Monday, March 17, 2014

Sargeist - Feeding the Crawling Shadows (2014)

If Let the Devil In threatened to teeter upon the threshold of melodic accessibility, Feeding the Crawling Shadows does a 180 into the raw and murky black metal filth from with Sargeist was first spawned. Not that the music itself is constructed much differently than on that excellent last album, but the production has been inverted to create something more tangibly raw and disgusting, not unlike a few of the outings of Shatraug's mainstay Horna in the past. Ultimately, this doesn't throw me off the scent quite so much as the fact that a lot of the songs here just don't resonate nearly so well. There's a long history of this guy's music juggling back and forth between mediocrity and stunning effectiveness, and I feel like he's almost decided to 'retreat' after the breakthrough he made in 2010. To some, this might come as a relief, but my reaction was unfortunately the opposite...

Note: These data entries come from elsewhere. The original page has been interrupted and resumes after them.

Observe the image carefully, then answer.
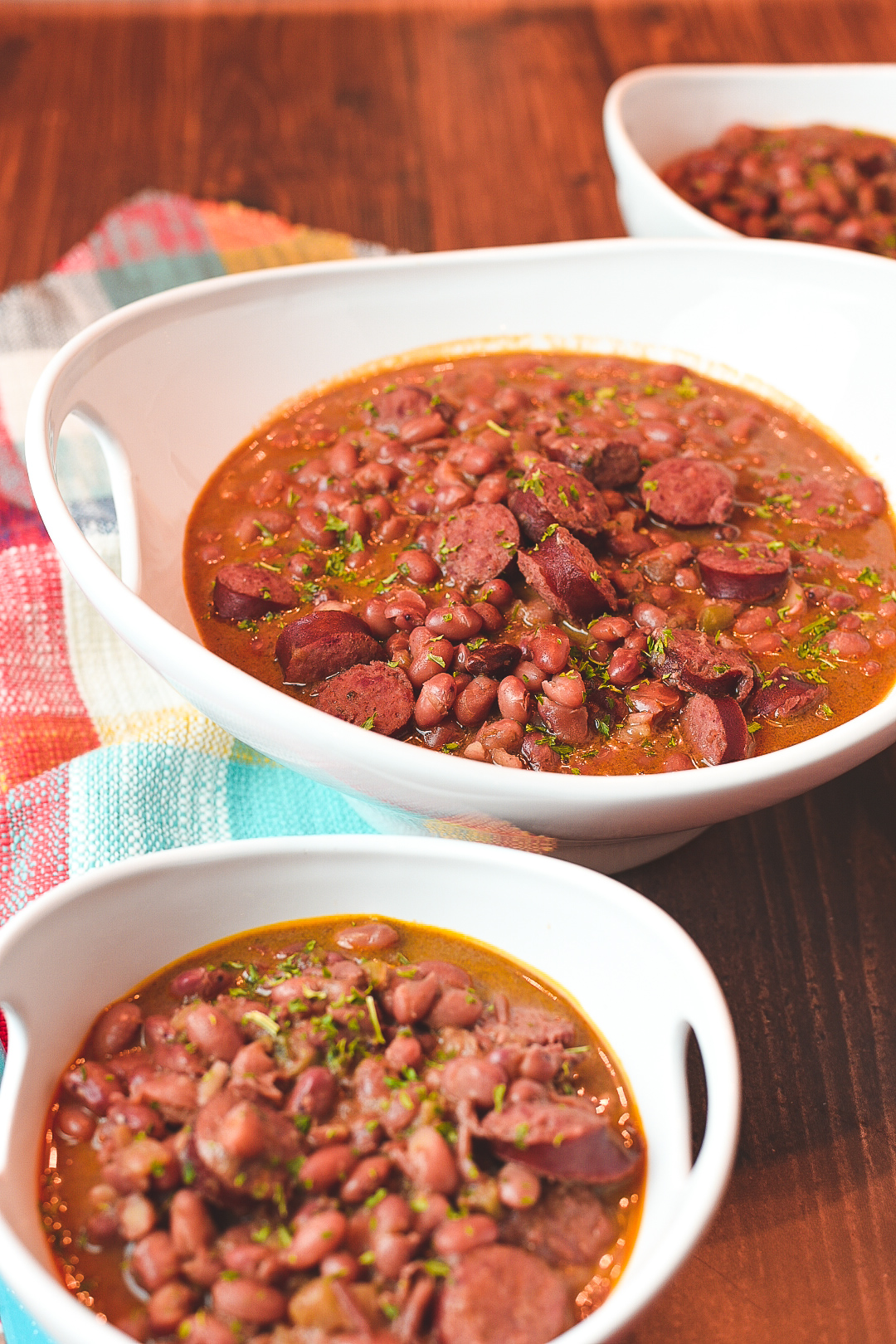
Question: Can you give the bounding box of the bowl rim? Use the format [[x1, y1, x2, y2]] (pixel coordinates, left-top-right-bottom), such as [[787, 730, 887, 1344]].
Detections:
[[603, 61, 896, 241], [0, 835, 742, 1344], [26, 235, 896, 816]]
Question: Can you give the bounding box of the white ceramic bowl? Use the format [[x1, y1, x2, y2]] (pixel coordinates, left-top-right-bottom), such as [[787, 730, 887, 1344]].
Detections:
[[0, 836, 740, 1344], [603, 65, 896, 238], [21, 239, 896, 871]]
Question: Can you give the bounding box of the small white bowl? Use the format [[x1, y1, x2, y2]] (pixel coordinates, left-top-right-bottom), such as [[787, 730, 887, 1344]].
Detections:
[[0, 836, 740, 1344], [603, 65, 896, 238], [27, 238, 896, 872]]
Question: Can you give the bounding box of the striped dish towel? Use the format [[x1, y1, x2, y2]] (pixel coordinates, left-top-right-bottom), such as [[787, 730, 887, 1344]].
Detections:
[[0, 191, 386, 1073]]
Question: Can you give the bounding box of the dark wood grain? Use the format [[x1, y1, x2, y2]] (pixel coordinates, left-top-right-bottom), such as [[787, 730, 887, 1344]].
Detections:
[[0, 0, 896, 1344]]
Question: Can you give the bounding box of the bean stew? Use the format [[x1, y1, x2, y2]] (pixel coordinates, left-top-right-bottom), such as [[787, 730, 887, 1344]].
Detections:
[[184, 351, 896, 774], [39, 915, 646, 1344], [661, 125, 896, 256]]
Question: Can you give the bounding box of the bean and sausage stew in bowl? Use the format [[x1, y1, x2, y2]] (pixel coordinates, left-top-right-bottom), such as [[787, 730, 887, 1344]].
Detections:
[[41, 917, 646, 1344], [184, 351, 896, 774], [661, 125, 896, 256]]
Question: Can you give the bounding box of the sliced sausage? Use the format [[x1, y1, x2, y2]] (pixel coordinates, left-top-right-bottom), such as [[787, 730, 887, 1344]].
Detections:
[[436, 1246, 572, 1344], [432, 504, 520, 587], [509, 462, 610, 542], [650, 631, 755, 702], [751, 667, 827, 719], [274, 611, 386, 688], [638, 457, 735, 527], [517, 527, 618, 621], [212, 564, 298, 621], [679, 695, 752, 765], [697, 542, 790, 602], [314, 663, 414, 738]]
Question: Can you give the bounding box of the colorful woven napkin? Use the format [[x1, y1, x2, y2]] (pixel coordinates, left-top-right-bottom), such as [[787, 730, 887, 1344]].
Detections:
[[0, 191, 402, 1071]]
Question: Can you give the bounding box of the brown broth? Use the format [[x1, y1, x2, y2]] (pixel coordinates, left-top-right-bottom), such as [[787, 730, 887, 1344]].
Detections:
[[184, 352, 896, 774]]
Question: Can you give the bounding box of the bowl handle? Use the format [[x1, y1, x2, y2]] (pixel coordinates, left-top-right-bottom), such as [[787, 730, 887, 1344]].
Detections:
[[71, 402, 141, 594]]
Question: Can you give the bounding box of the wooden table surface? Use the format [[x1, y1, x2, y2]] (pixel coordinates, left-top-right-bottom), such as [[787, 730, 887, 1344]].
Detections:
[[0, 0, 896, 1344]]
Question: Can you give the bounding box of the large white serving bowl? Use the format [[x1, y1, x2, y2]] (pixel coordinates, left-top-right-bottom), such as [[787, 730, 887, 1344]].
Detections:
[[0, 836, 740, 1344], [603, 65, 896, 238], [21, 239, 896, 871]]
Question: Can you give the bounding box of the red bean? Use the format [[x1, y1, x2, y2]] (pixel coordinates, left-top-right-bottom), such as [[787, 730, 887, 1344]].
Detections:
[[499, 1162, 542, 1208], [475, 719, 525, 752], [298, 1144, 358, 1195], [414, 672, 457, 728], [55, 1102, 96, 1144], [509, 660, 544, 693], [499, 676, 532, 723], [392, 976, 439, 1027], [184, 1004, 243, 1063], [529, 625, 570, 674], [588, 616, 631, 644], [169, 1190, 217, 1259], [542, 669, 588, 709], [382, 1036, 423, 1074], [426, 602, 482, 644], [477, 579, 514, 607], [285, 1064, 336, 1121], [432, 1214, 499, 1255], [338, 1153, 392, 1205], [93, 1003, 143, 1055], [454, 674, 499, 728], [130, 1233, 180, 1293], [363, 597, 397, 640], [470, 602, 504, 635], [382, 589, 429, 631], [285, 1208, 348, 1269], [607, 648, 644, 685], [395, 551, 442, 585], [211, 1261, 287, 1325], [407, 1125, 460, 1195], [146, 1283, 196, 1335]]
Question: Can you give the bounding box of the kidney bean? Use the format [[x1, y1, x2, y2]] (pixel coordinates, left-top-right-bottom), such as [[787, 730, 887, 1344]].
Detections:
[[426, 602, 482, 644], [299, 1144, 358, 1195], [130, 1233, 180, 1293], [505, 660, 545, 693], [211, 1273, 285, 1325], [542, 669, 588, 709], [382, 589, 429, 631], [528, 625, 570, 674], [414, 672, 457, 728], [93, 1003, 143, 1055], [169, 1190, 217, 1259], [499, 1162, 542, 1208], [475, 719, 525, 752], [392, 972, 439, 1027], [607, 648, 644, 685], [382, 1036, 423, 1074], [477, 579, 514, 607], [454, 674, 499, 725], [408, 1123, 464, 1203], [55, 1102, 96, 1144], [499, 676, 532, 723], [146, 1283, 196, 1335], [282, 1210, 348, 1269], [427, 986, 482, 1031], [362, 494, 392, 527], [284, 1064, 336, 1121], [662, 752, 697, 772], [470, 602, 504, 635], [183, 1004, 243, 1063], [473, 472, 510, 504], [395, 551, 442, 585], [117, 1194, 157, 1241], [631, 602, 669, 631]]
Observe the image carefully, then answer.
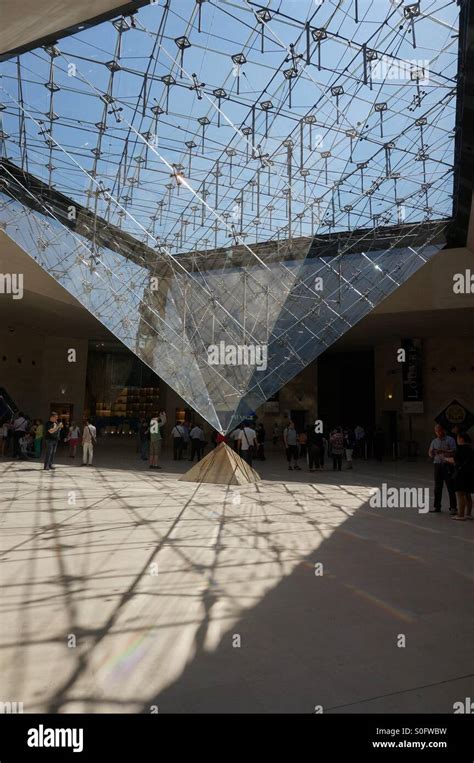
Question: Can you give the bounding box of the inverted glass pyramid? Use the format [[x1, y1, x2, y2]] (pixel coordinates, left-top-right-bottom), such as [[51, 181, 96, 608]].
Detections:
[[0, 0, 458, 431]]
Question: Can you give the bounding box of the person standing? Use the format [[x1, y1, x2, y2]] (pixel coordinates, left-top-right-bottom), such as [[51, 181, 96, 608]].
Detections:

Back off, night ghasts! Your mascara is running. I clarify: I don't have any problem with the choice to dial back the production to something more primal and pissed off, on the contrary that is what I expect from a lot of the Finnish black metal I encounter. If the music here was sufficiently memorable or engaging, this aesthetic might even serve to enhance is value. The blast beats here are so uniform and splashy that they seem to fade into nothingness when you concentrate on the streams of chords. Mid-paced late 80s Bathory-like charge riffs erupt through the hyper-maelstrom at steady enough intervals that the record isn't monotonous, and yet a lot of the blasts really translate into a sense of sameness that renders them indistinct. Guitars are performed with a lot of ferocity and passion, no doubt, but I found the majority of the tremolo progressions here a little bland and lacking those surprisingly warmer textures Let the Devil In celebrated. There's a real lack of depth in service to a presumed aura of 'emptiness', but when you break them down they just sound indistinct from so much of the Scandinavian extremity we've previously encountered. Bass lines might not have been of tantamount importance on that album, and here they offer a comparable presence, hovering in the low end but rarely breaking from the guitar notes. The biggest difference, though, is arguably the vocals, which are part the black metal status quo and then part more ominous guttural...only you really need that, because when he's rasping along I also struggled to hear him against the guitars and beats.

That rotten, romantic desperation infused in the last album survives here, but it's repressed quite like the older Sargeist demos and full-lengths, and this is simply more orthodox and presumably 'evil', or it would be if the actual composition of the notes felt more sinister in structure. As it stands, a handful of the tracks like "Inside the Demon's Maze" have a few haunting moments, but overall Feeding the Crawling Shadows just blurs against Shatraug's sum body of work. It's certainly not lazy or arbitrary, nor would his aesthetic decisions lack poignancy through stronger songwriting, but the riffs just aren't as great as what he's put out before, and the guy could probably put out a half dozen records of this quality in a week. I'm not advocating that he's run out of steam, or that his proliferation hasn't produced a number of surprise gems, but there's an unwillingness to refine or grow his formula, which puts all the more pressure on having songs that rule. Of course, those who were seeking a retrogression towards the primeval epoch of Horna, Behexen and this project itself will enjoy (or not enjoy) this on principle, as would anyone seeking records in the blueprint of Darkthrone's Transilvanian Hunger or Mayhem's De Mysteriis dom Sathanas (if rendered even icier and more hostile), but as true to its roots as Feeding... is, its impact is too fleeting, and I struggled to remember it in the hours between listens. One of the blackest of the black metal albums I've heard this year, indeed, but that unfortunately doesn't warrant further compulsion in this case.